His friend, singer Peter Lemongello Jr., said the cause was liver cancer, the New York Times confirmed Monday.
Thomas was inducted into the Rock and Roll Hall of Fame and dedicated more than 60 years to keeping the group’s music alive for future generations. He stayed with the group, from the version of the Drifters that ushered in their first hits in the late 1950s to the version he toured with until the pandemic closed the concert circuit.
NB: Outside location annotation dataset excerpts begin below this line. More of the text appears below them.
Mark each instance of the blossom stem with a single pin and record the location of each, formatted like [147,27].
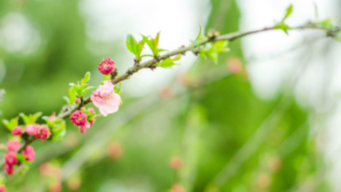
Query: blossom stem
[153,62]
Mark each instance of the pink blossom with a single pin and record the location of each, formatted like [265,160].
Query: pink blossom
[17,131]
[107,66]
[83,128]
[13,145]
[52,117]
[55,187]
[29,153]
[10,158]
[106,99]
[91,110]
[78,118]
[2,188]
[9,169]
[43,132]
[31,129]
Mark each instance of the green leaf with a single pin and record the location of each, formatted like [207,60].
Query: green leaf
[86,78]
[288,13]
[200,36]
[88,89]
[140,48]
[58,136]
[167,63]
[222,46]
[25,118]
[66,98]
[72,95]
[147,55]
[6,123]
[106,77]
[213,55]
[132,44]
[282,26]
[156,43]
[34,117]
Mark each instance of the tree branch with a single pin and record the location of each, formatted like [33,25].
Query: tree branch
[68,110]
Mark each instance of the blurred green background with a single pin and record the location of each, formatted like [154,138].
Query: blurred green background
[227,137]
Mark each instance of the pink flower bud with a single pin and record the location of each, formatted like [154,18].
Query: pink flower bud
[10,158]
[83,128]
[78,118]
[13,145]
[29,153]
[55,187]
[178,188]
[107,66]
[17,131]
[2,188]
[31,129]
[9,169]
[43,132]
[91,110]
[52,117]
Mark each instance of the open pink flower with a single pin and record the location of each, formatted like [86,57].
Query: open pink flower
[9,169]
[31,129]
[107,66]
[13,145]
[105,99]
[29,153]
[17,131]
[52,117]
[43,132]
[78,118]
[83,128]
[10,158]
[2,188]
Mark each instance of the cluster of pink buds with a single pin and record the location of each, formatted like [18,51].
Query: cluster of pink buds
[13,146]
[83,119]
[107,66]
[2,188]
[40,131]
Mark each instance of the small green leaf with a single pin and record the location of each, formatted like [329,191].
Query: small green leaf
[66,98]
[200,36]
[86,78]
[167,63]
[72,95]
[132,44]
[156,43]
[6,123]
[25,118]
[140,48]
[288,13]
[147,55]
[106,77]
[88,89]
[282,26]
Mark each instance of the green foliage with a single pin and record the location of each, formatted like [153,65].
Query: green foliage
[153,44]
[135,47]
[11,123]
[57,127]
[282,25]
[79,89]
[169,62]
[30,119]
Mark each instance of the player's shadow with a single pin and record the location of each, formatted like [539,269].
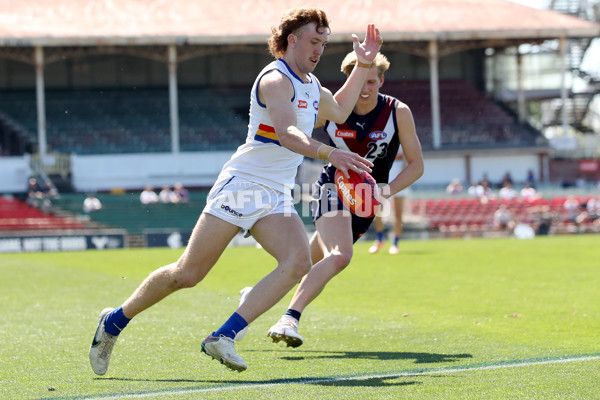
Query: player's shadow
[419,358]
[388,381]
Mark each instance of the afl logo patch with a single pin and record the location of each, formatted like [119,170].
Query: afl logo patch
[378,135]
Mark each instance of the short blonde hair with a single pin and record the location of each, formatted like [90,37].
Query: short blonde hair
[380,61]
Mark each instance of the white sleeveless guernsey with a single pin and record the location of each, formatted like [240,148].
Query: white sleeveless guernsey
[262,159]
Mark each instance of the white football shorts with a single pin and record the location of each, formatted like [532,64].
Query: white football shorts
[242,202]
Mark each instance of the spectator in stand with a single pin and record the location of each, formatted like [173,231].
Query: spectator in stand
[507,192]
[528,193]
[593,207]
[504,219]
[530,179]
[455,187]
[541,219]
[182,193]
[571,207]
[35,195]
[166,195]
[507,178]
[475,190]
[148,196]
[91,203]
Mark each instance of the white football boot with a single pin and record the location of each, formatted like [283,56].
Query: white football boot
[102,345]
[287,330]
[222,349]
[243,294]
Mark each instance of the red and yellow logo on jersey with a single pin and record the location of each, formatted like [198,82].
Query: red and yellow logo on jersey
[266,134]
[346,134]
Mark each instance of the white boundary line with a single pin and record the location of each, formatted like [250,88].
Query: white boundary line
[416,372]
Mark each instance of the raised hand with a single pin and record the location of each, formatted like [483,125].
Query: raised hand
[367,50]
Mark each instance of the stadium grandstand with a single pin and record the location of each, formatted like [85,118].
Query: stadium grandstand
[98,96]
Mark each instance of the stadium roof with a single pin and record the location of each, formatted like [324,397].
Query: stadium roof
[26,23]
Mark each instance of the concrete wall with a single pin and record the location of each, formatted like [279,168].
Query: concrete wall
[14,173]
[133,171]
[200,169]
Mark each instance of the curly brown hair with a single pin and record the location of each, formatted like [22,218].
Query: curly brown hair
[291,21]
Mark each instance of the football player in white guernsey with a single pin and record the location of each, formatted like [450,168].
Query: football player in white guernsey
[252,191]
[377,126]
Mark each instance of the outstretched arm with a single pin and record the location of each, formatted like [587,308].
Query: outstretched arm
[339,108]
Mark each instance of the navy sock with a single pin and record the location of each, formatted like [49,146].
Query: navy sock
[234,324]
[293,313]
[115,322]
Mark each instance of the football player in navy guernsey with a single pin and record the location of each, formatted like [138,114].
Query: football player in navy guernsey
[375,129]
[253,190]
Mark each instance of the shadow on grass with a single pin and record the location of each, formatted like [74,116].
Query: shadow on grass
[420,358]
[387,381]
[322,381]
“Save The Last Dance For Me” reached No. 1 on the Billboard charts, the Drifter’s only chart-topper, while “There Goes My Baby,” “Under The Boardwalk,” and “Up on the Roof” have become beloved R&B classics throughout the years. Thomas, a tenor, sang lead on “Sweets for My Sweet,” which hit No. 16 on the Hot 100 in 1961, and “When My Little Girl Is Smiling,” reaching No. 28 the following year.
“Harmony, Harmony, Harmony — no band, no nothing,” Thomas once said in Streetlight Harmonies, a doc tracing the history of doo-wop.
Charles Nowlin Thomas was born in Lynchburg, Va. on April 7, 1937. His father, Willis, was a minister, and his mother, Lucinda (Nowlin) Thomas, was a homemaker.
Thomas was singing with the Five Crowns, a doo-wop group, at Harlem’s Apollo Theater in 1958, when they caught the attention of George Treadwell, the original Drifters’s manager. The Drifters were also playing that night and when one of the members got drunk and cursed out both the show promoter and Apollo owner, music historian Marv Goldberg wrote, Treadwell fired all the original members and replaced them with the Five Crowns. The reinvigorated Drifters would see the success of their biggest singles, led by Ben E. King at the time.
Thomas is survived by his wife, Rita Thomas; his daughters, Crystal Thomas Wilson and Victoria Green; and his sons, Charlie “Happy” Thomas Jr., Michael Sidbury and Brian Godfrey.